Every now and then I spot a product that is heavily marked organic and decide I have to have a look and see what it’s all about. The idea of organic is quite intriguing, don’t you agree? But what does it actually mean? The best definition I could come up with is quite simple: crops and plants that are produced without the use of pesticides and artificial fertilisers, and animals and birds bred and reared with due attention to their welfare and by methods that are both natural and traditional. As I recall when I used to go to Norman Bentley’s farm on a Saturday morning, just a mile from my childhood home, that’s exactly what used to happen. I’m talking about the late 1950s – so what has changed?
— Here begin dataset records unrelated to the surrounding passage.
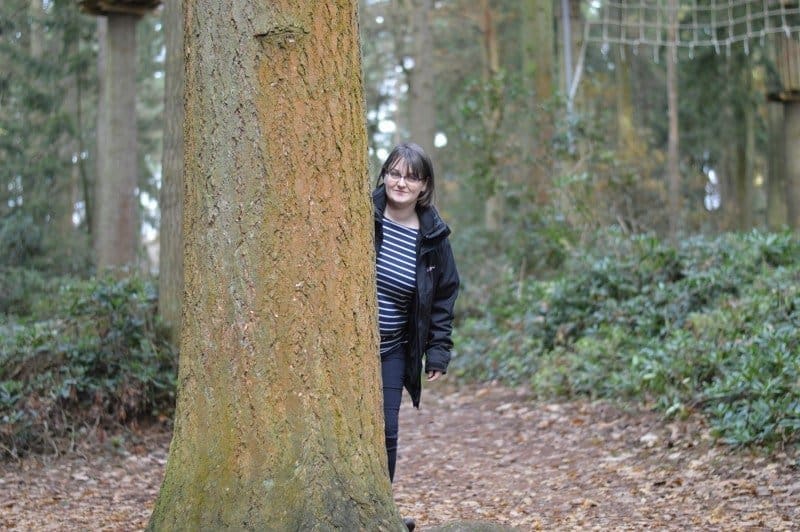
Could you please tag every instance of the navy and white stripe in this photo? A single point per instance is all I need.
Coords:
(396, 272)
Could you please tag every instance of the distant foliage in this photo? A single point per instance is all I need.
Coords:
(712, 324)
(93, 356)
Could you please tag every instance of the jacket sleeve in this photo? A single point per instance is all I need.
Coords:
(437, 355)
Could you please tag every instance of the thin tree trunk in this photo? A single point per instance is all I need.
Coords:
(279, 422)
(539, 65)
(492, 117)
(792, 153)
(776, 177)
(117, 223)
(422, 90)
(673, 168)
(170, 263)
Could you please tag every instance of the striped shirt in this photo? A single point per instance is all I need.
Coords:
(397, 281)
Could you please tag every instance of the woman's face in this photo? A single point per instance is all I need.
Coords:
(402, 190)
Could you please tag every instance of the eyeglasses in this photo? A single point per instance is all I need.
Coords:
(410, 178)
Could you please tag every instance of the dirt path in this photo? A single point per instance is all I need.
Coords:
(483, 454)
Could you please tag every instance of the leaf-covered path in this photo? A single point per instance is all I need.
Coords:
(474, 454)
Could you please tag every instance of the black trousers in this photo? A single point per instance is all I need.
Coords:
(393, 365)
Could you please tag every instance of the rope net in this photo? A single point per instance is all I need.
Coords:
(698, 23)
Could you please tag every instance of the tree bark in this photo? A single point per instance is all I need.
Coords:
(279, 422)
(170, 263)
(422, 92)
(492, 117)
(792, 154)
(538, 58)
(673, 163)
(117, 223)
(776, 181)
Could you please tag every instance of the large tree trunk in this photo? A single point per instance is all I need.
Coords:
(279, 422)
(116, 234)
(170, 262)
(792, 154)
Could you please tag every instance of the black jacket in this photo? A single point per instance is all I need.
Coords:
(430, 318)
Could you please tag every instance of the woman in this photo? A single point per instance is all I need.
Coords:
(417, 282)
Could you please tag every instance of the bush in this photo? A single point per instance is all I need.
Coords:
(102, 362)
(709, 324)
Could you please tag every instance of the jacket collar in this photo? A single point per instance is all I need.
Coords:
(431, 225)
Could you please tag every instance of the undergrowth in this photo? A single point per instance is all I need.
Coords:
(711, 325)
(92, 355)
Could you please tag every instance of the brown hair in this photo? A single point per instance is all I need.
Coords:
(418, 163)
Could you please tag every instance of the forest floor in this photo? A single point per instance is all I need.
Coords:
(476, 454)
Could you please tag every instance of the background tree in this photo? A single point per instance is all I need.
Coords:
(117, 228)
(170, 260)
(278, 422)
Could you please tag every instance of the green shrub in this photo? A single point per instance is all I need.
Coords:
(711, 323)
(104, 361)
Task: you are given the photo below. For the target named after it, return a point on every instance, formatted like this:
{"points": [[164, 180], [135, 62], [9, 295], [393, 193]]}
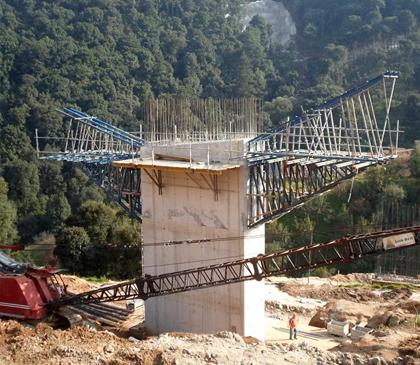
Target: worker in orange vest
{"points": [[293, 326]]}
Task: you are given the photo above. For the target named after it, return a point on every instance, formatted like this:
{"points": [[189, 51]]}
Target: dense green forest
{"points": [[107, 56]]}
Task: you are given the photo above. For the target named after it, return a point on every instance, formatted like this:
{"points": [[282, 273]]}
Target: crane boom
{"points": [[343, 250]]}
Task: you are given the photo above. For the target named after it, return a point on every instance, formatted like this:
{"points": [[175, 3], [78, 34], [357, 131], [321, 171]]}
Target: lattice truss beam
{"points": [[312, 153], [91, 140], [344, 250], [121, 184]]}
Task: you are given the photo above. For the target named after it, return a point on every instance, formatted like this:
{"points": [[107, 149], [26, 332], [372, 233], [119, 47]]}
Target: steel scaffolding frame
{"points": [[310, 154]]}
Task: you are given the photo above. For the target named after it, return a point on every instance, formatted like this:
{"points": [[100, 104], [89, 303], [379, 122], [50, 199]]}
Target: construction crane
{"points": [[340, 251]]}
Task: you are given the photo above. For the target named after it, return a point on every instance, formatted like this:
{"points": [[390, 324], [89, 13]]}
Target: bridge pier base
{"points": [[180, 204]]}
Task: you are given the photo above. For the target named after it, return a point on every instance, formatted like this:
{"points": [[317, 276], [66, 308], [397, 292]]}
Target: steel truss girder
{"points": [[344, 250], [276, 187], [346, 126], [120, 183], [92, 140]]}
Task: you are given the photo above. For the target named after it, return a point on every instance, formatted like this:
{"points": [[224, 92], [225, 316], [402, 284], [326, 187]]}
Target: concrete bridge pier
{"points": [[187, 200]]}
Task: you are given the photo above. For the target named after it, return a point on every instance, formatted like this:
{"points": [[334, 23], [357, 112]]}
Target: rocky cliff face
{"points": [[276, 15]]}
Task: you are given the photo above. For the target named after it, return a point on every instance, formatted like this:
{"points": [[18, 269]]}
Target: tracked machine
{"points": [[25, 290], [33, 293]]}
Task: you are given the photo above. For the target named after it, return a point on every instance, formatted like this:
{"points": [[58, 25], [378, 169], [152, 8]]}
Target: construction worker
{"points": [[293, 326]]}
It would appear to me that in the mid-1940s soil erosion was being markedly noticed by our farmers, and the consequent growth of our post-war population, with its need for bounteous amounts of food at relatively cheap prices, was putting even more pressure on the existing farms and their soil. Conventional farming became over-industrialised with the excessive use of chemicals and was, according to many, causing untold damage that would eventually endanger our own health.
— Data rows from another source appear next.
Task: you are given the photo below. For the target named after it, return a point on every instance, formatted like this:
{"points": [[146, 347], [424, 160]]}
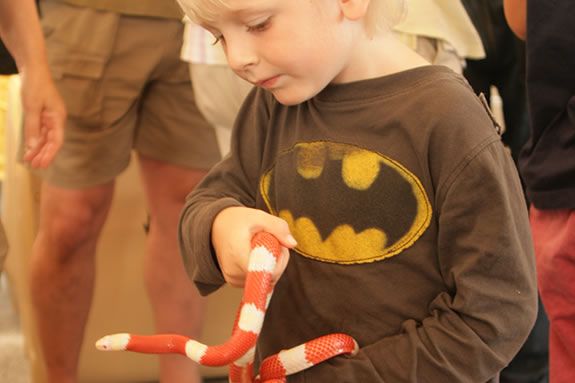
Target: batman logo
{"points": [[345, 204]]}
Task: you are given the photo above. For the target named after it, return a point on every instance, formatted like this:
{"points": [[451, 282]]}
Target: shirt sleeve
{"points": [[232, 182], [479, 323]]}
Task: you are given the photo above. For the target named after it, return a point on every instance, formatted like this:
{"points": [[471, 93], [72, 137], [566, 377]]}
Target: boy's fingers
{"points": [[281, 266], [280, 229], [31, 134]]}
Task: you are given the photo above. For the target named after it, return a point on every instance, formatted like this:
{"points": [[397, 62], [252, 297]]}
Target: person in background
{"points": [[219, 92], [116, 64], [547, 164], [442, 34], [43, 108], [504, 68], [385, 180]]}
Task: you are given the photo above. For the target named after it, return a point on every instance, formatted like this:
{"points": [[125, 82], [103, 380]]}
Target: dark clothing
{"points": [[412, 229], [502, 67], [547, 162], [7, 64]]}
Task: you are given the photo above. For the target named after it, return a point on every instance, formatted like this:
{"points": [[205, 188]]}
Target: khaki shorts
{"points": [[125, 88]]}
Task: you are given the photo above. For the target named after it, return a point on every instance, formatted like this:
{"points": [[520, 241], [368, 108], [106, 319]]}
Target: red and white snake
{"points": [[239, 350]]}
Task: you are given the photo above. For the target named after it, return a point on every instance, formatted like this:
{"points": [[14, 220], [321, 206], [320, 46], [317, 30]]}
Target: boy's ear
{"points": [[354, 9]]}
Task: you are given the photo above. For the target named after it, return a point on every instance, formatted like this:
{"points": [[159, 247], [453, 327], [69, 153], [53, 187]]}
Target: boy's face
{"points": [[293, 48]]}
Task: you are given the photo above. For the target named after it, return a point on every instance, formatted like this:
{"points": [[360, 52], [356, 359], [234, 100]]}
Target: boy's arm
{"points": [[232, 182], [44, 110], [516, 16], [486, 257]]}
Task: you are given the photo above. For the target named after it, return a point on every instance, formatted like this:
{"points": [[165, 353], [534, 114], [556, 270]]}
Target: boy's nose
{"points": [[240, 54]]}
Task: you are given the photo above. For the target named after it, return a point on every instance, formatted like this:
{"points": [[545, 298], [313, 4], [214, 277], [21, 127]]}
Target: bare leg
{"points": [[177, 306], [62, 272]]}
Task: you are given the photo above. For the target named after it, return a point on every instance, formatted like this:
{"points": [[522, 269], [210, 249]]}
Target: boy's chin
{"points": [[290, 98]]}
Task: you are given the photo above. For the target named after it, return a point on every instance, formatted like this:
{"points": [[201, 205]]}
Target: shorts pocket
{"points": [[79, 43]]}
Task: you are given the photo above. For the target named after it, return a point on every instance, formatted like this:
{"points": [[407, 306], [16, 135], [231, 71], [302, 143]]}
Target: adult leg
{"points": [[177, 306], [555, 252], [62, 272]]}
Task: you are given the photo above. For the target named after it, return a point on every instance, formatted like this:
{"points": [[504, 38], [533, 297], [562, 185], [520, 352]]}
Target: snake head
{"points": [[116, 342]]}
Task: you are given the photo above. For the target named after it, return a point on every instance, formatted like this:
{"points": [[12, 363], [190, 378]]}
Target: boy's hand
{"points": [[232, 232]]}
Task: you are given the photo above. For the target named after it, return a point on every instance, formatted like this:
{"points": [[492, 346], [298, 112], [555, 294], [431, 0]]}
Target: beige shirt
{"points": [[444, 20], [154, 8]]}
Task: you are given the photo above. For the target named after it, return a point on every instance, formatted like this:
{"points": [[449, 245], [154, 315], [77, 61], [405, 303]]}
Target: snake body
{"points": [[239, 350]]}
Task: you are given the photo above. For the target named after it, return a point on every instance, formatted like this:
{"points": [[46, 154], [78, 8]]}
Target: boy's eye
{"points": [[259, 27], [217, 39]]}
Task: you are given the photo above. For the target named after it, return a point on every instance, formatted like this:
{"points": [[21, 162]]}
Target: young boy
{"points": [[411, 228]]}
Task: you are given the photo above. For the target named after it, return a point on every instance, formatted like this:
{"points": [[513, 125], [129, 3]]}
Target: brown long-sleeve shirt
{"points": [[412, 229]]}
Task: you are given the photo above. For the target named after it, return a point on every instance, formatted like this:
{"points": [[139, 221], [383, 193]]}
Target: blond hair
{"points": [[381, 14]]}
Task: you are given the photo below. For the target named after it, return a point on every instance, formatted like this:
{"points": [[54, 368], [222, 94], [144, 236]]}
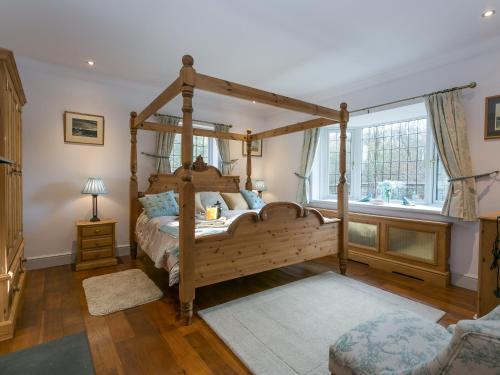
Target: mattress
{"points": [[158, 238]]}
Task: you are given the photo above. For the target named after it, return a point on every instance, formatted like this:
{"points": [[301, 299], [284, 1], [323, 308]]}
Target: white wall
{"points": [[54, 172], [284, 151]]}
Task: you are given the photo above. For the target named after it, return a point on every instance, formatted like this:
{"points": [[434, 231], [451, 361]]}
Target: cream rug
{"points": [[117, 291], [289, 329]]}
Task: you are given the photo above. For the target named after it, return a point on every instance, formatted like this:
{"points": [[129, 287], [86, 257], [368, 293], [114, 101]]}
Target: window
{"points": [[398, 154], [394, 152], [203, 146], [333, 160]]}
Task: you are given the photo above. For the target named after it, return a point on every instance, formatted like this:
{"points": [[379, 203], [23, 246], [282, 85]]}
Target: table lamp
{"points": [[94, 186], [260, 186]]}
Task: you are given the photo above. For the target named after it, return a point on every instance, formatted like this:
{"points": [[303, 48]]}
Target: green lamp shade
{"points": [[259, 185], [95, 186]]}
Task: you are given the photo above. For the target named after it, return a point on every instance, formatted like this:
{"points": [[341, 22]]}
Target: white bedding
{"points": [[163, 248]]}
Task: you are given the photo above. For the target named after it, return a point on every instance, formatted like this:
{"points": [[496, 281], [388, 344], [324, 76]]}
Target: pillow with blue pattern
{"points": [[253, 200], [163, 204]]}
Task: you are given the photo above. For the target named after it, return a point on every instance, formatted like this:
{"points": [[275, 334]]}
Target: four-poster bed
{"points": [[281, 234]]}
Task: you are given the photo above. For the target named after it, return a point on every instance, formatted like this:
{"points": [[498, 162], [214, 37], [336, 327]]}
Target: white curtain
{"points": [[165, 144], [446, 116], [224, 150], [309, 146]]}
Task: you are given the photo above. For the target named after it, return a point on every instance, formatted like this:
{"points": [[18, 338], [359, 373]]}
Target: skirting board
{"points": [[466, 281], [52, 260]]}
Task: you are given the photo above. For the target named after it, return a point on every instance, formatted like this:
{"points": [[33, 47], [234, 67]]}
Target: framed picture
{"points": [[256, 148], [492, 117], [83, 128]]}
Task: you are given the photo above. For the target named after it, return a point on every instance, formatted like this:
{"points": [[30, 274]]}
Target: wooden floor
{"points": [[151, 340]]}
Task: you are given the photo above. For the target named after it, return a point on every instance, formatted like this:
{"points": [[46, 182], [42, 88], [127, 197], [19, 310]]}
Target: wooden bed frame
{"points": [[283, 233]]}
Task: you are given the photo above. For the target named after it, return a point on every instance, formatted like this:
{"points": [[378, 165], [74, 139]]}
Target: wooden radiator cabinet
{"points": [[487, 283], [433, 270], [12, 273]]}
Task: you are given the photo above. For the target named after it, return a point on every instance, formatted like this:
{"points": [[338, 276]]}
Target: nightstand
{"points": [[96, 244]]}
It was around this time that the Soil Association was created with a view to changing this march of over-production. Part of its ethos was to help establish a system of production that protected the land from damage and degredation.
A set of guidelines was produced and controlled by the Soil Association which, when adapted and followed by food producers, allowed them to call their products organic.
The perception of organic food is that it is good for you and obviously with little or no chemical residues it is difficult to argue with that. In its early days organic food was not that plentiful, but thanks to the work of many supporters, and in particular HRH The Prince of Wales and his Duchy Originals brand, so many more products are now available.
There is no doubt that many organic foods can cost more than non-organic but consider the value for money, not just the price. It may benefit all of us if we pay that bit extra at the till but gain the protection and sustainability of our environment.
However, we must also recognise that not all nonorganic food is full of chemicals and many non-organic producers work equally as hard to ensure the best possible environment for their harvest and animals.
As for whether organic food has more flavour or not, well, the jury is still out.
That, good reader, is up to you and your tastebuds. But what I can tell you is that one of the best benefits of organic food is that it provides the shopper with a choice of how their ingredients are grown. And that’s good for everyone.